The co-founder of Hawaii’s first commercial car-sharing venture says even though the company was forced to shut down because of financing difficulties, he still thinks the concept can be successful in the state.
Justin MacNaughton partnered with Warren Doi in 2010 to found GreenCar Hawaii, a car-sharing service catering to tourists who were able to rent the company’s hybrid and electric vehicles by the hour from kiosks in hotel lobbies.
MacNaughton and Doi expanded the business from four cars at the Grand Hyatt Kauai to 20 vehicles operating from six hotels on Kauai and Oahu in 2013. The company received early support from venture capital sources and a $200,000 federal grant administered by the state Department of Business, Economic Development and Tourism.
However, unable to attract new capital to finance its fleet of vehicles, the two partners decided in September to sell the business to a California startup called JustShareIt Inc., which was interested in GreenCar’s proprietary software and several potential car-share projects in the pipeline, MacNaughton said. GreenCar Hawaii’s assets were liquidated.
"In three years of operation the company received overwhelming support from both guest drivers and our hospitality partners," MacNaughton said. "We were successful.

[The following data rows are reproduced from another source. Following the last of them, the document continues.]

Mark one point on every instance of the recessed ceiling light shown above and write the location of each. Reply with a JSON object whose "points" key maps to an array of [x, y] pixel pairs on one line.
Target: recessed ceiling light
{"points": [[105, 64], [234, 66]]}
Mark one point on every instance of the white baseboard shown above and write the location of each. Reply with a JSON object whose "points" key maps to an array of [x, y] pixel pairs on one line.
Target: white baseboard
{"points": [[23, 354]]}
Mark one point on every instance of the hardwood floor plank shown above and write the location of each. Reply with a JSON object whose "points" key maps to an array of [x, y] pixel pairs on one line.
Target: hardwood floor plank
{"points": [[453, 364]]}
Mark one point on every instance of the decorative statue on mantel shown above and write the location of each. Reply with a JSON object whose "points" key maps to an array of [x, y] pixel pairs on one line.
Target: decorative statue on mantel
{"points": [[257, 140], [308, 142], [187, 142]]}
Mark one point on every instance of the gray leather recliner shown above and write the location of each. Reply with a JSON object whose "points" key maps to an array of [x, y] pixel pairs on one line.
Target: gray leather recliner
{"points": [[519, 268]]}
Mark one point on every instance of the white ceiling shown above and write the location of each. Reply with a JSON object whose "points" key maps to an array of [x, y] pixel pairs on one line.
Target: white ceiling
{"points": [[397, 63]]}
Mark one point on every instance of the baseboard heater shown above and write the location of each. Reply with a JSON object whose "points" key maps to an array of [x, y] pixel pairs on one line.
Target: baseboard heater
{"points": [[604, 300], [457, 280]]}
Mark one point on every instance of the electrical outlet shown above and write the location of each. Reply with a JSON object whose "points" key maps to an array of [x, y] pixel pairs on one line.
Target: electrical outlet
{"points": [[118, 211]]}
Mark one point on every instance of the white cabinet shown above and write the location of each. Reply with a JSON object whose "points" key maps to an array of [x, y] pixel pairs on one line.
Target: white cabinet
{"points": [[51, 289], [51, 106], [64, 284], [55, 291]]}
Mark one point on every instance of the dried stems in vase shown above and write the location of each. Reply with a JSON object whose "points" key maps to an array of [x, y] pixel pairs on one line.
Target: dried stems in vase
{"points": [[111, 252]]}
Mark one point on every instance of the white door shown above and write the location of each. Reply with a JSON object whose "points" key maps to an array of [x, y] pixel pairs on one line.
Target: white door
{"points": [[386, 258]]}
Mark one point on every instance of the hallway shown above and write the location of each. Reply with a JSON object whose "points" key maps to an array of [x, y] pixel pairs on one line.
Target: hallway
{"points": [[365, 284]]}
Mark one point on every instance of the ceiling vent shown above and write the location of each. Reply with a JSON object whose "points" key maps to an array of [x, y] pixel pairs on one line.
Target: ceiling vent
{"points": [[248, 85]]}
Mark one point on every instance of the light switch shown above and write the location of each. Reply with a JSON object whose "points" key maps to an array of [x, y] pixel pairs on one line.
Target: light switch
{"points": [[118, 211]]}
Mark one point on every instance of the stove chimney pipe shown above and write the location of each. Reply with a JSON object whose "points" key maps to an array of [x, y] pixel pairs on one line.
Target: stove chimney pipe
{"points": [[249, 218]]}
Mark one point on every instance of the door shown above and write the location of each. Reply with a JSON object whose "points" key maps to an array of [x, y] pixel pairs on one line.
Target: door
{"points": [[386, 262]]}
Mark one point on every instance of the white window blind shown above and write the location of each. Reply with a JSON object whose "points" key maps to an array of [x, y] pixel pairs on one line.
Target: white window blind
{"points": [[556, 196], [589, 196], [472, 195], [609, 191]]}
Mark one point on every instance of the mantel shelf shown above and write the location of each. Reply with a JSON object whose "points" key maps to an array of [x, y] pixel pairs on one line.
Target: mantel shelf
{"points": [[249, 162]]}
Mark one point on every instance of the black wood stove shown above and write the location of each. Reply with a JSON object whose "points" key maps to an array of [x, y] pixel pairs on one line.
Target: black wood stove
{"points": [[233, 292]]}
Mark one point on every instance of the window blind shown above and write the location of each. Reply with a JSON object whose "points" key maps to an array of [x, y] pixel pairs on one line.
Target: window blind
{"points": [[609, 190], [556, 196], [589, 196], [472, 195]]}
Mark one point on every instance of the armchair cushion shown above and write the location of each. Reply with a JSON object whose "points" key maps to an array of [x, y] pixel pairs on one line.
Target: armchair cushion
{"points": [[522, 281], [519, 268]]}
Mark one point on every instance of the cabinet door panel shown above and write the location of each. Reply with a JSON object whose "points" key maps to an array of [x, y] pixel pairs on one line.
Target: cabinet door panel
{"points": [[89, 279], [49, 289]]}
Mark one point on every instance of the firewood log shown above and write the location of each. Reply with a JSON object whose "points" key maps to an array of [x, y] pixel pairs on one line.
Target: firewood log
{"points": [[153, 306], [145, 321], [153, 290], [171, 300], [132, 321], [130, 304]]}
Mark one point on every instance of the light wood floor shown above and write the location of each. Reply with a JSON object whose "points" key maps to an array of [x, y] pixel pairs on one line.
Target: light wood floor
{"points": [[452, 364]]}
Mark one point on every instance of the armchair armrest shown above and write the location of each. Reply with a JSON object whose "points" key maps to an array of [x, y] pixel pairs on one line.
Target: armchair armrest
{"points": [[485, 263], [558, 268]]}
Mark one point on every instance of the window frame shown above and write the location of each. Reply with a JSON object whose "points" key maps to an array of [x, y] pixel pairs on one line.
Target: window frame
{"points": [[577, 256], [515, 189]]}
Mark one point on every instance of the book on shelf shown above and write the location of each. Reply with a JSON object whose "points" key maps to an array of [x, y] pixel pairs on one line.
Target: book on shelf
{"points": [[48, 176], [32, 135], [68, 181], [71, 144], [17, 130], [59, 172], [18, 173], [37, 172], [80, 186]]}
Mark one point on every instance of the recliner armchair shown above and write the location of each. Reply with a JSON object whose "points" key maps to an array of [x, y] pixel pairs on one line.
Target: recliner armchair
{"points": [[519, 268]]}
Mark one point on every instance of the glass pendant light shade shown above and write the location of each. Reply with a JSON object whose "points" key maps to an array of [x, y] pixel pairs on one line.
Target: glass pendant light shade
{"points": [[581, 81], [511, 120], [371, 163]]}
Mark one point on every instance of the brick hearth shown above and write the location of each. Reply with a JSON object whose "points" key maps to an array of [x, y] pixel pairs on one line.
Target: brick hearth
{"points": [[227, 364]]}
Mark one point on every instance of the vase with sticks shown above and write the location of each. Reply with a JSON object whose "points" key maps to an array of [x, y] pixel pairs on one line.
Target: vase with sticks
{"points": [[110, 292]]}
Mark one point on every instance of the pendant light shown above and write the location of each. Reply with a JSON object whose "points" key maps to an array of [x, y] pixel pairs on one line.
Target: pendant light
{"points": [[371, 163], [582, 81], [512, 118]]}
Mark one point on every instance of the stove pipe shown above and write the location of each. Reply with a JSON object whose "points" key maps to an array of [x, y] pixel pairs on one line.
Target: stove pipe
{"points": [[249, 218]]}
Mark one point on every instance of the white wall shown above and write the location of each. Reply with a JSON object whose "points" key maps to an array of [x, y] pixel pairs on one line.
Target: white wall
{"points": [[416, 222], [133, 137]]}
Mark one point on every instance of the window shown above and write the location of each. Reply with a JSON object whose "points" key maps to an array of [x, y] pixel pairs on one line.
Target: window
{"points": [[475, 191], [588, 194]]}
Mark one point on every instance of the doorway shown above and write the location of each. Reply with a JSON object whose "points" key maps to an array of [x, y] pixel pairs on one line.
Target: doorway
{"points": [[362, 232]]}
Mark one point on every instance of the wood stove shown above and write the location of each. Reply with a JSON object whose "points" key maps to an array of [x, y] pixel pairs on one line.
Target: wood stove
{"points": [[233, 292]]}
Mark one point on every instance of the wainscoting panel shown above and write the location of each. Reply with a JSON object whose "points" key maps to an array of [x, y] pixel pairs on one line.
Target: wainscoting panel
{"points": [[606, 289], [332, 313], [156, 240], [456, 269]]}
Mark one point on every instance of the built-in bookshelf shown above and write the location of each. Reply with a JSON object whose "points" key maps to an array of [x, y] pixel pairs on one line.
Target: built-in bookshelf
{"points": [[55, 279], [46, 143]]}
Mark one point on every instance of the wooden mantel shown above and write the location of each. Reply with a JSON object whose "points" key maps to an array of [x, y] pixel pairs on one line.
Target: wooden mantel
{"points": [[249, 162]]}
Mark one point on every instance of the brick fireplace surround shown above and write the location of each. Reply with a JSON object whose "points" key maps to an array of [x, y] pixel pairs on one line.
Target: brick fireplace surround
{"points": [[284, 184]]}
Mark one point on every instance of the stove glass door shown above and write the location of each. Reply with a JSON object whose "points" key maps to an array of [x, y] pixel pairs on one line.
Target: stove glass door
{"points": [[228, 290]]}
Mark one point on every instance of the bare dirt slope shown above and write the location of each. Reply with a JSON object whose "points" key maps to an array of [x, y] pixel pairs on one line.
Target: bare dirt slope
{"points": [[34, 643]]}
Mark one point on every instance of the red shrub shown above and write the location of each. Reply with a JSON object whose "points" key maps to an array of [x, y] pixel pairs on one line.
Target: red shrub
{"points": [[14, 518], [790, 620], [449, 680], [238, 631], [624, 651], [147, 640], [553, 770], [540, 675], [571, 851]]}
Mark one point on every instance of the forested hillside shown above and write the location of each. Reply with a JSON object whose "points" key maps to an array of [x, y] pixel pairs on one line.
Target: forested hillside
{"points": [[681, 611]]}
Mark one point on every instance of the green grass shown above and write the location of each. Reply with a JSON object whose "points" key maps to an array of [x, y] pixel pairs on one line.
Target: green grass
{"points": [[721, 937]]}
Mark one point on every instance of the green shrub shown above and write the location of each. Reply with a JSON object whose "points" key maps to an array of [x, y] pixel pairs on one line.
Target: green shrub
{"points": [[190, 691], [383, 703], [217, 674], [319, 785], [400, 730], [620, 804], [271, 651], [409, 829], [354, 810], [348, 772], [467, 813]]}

"At the end of the day, it came down to financing and operational capital needed to expand the fleet," he said. "We had the potential to expand, but we couldn’t get the resources."
JustShareIt hired MacNaughton as its vice president of business development. Doi took a job as project manager at the Energy Accelerator, a Navy-funded program administered by the nonprofit Pacific International Center for High Technology Research.
MacNaughton said he and Doi were disappointed they were not able to achieve their vision of extending GreenCar’s reach both within the visitor industry and into the local market as well.
"However, it is our strong belief car-sharing in Hawaii needs to be part of any multimodal mobility solution to alleviate the traffic and emissions that so significantly affect our communities," MacNaughton said.
Toward that end an affiliate of German carmaker Daimler AG announced Monday that it is interested in establishing a car-sharing service in Honolulu. Officials from car2go said they are considering establishing service here with as many as 150 cars based within a 15- to 20-square-mile area of Honolulu where cars would be available for pickup and drop-off in public parking spaces.